Data structure: Tidy data
Tidy data is on a single table according to the following rules:
- Each variable must have its own column.
- Each observation must have its own row.
- Each value must have its _own cel_l.
Types of data (Variety)
- Structured
- Unstructured
Structured data (Variety)
QUALITATITVE/CATEGORICAL DATA
- Nominal;
- Ordinal (satisfaction level);
QUANTITATIVE DATA
- Discrete (countable number);
- Continuous (interval value).
Types of unstructured data (Variety):
- Text-based documents (tweets, webpages)
- Images, videos, audio
What are the methods to transform unstructured data into structured data?
- Topic Modeling (text);
- Sentiment Analysis (text);
- Feature extraction (image/video/sound).
How can data quality be affected by (Veracity)?
- Missing data
- Measurement error
Two ways of missing data:
- Missing observations
- Missing values in some observations
Why it is important to know why data is missing?
You need to know the reason why it is missing because it will inform whether it is a problem or not. Is data missing at random or not?
What if data are missing at random?
It is fine. If data are missing at random, the remaining observations are still a representative sample of the population. Solution: listwise deletion i.e. delete all observations that do not have values for all variables in the analysis.
What if data are missing not at random?
It is a problem! The remaining observations are not a representative sample of population.
Selection bias (Veracity)
- Selection bias occurs when the sampling procedure is not random and thus the sample is not representative of the population.
- Self-selection - some members of the population are more likely to be included in the sample because of their characteristics.
Selection bias (Veracity)
Selection bias occurs when the sampling procedure is not random and thus the sample is not representative of the population.

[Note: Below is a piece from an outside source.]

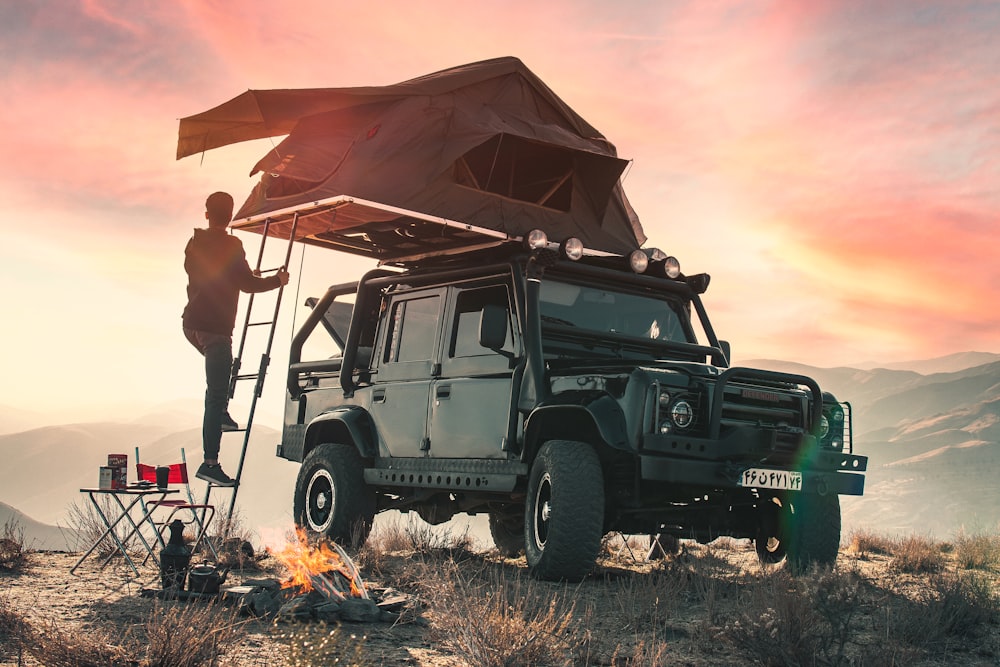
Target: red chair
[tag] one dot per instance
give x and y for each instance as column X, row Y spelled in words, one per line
column 178, row 476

Two types of selection bias (Veracity)
- Self-selection - some members of the population are more likely to be included in the sample because of their characteristics.

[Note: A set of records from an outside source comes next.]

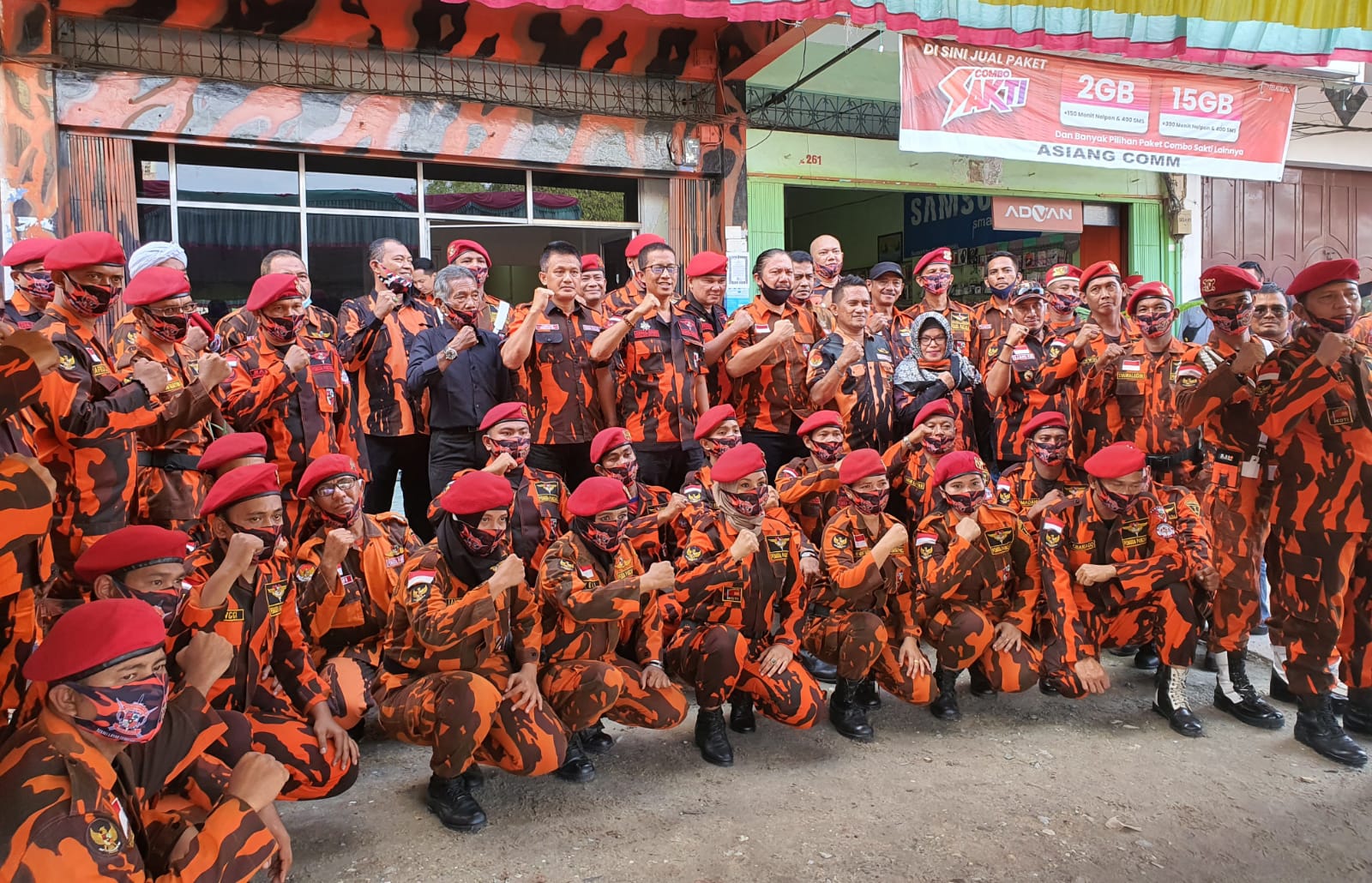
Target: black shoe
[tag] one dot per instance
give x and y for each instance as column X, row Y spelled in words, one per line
column 1237, row 695
column 820, row 670
column 576, row 766
column 741, row 712
column 1319, row 729
column 845, row 715
column 596, row 741
column 866, row 694
column 713, row 738
column 981, row 684
column 454, row 805
column 1170, row 701
column 946, row 706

- Attrition - some observations may be less likely to be present in the sample due to time constraints
Define measurement error (Veracity)
Measurement error occurs when the data is collected errors that are non random.

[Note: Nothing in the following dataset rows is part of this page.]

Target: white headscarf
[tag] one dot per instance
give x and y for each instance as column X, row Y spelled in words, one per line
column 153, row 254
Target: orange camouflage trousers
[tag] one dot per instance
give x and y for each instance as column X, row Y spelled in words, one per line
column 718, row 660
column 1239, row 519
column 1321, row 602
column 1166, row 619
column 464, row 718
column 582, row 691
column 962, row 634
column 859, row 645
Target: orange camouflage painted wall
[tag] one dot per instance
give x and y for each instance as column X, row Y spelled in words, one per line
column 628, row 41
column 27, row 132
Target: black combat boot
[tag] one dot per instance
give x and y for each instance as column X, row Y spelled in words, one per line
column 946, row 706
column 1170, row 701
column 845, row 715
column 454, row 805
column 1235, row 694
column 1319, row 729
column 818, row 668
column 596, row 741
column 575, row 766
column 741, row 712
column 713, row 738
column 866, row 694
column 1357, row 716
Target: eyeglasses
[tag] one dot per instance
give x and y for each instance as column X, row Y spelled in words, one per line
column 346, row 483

Types of measurement error
- Recall bias - respondents recall some events more vividly than others (child deaths by gun vs swimming pools);
- Sensitive questions - respondents may not report data accurately (wages, health conditions);
- Faulty equipment - equipment that exhibits systematic measurement error.
What does disorder in terms of entropy represent?
Disorder corresponds to how mixed (impure) the segment is with respect to properties of interest.
Entropy equation:
entropy = - p1 log (p1) - p2 log (p2) - … Each pi is the probability of property i within the set, ranging from pi = 1 when all members of the set have property i, and pi = 0 when no members of the set have property i.
Define information gain (IG)
It measures how much an attribute improves entropy over the whole segmentation it creates.
How to address the issue in classification when the probability may be overly optimistic with small samples?
We use Laplace correction. Its purpose is to moderate the influence of leaves with only a few instances.
How do we identify informative attributes?
We measure the attribute on the basis of information gain, which is based on a purity measure called entropy, another is variance reduction (for numeric target).
How do we segment data by progressive attribute selection?
We use tree induction technique.
What is tree induction technique?
Tree induction recursively finds informative attributes for subsets of the data. In so doing it segments the space of instances into similar regions. The partitioning is “supervised” in that it tries to find segments that give increasingly precise information about the quantity to be predicted, the target. The resulting tree-structured model partitions the space of all possible instances into a set of segments with different predicted values for the target.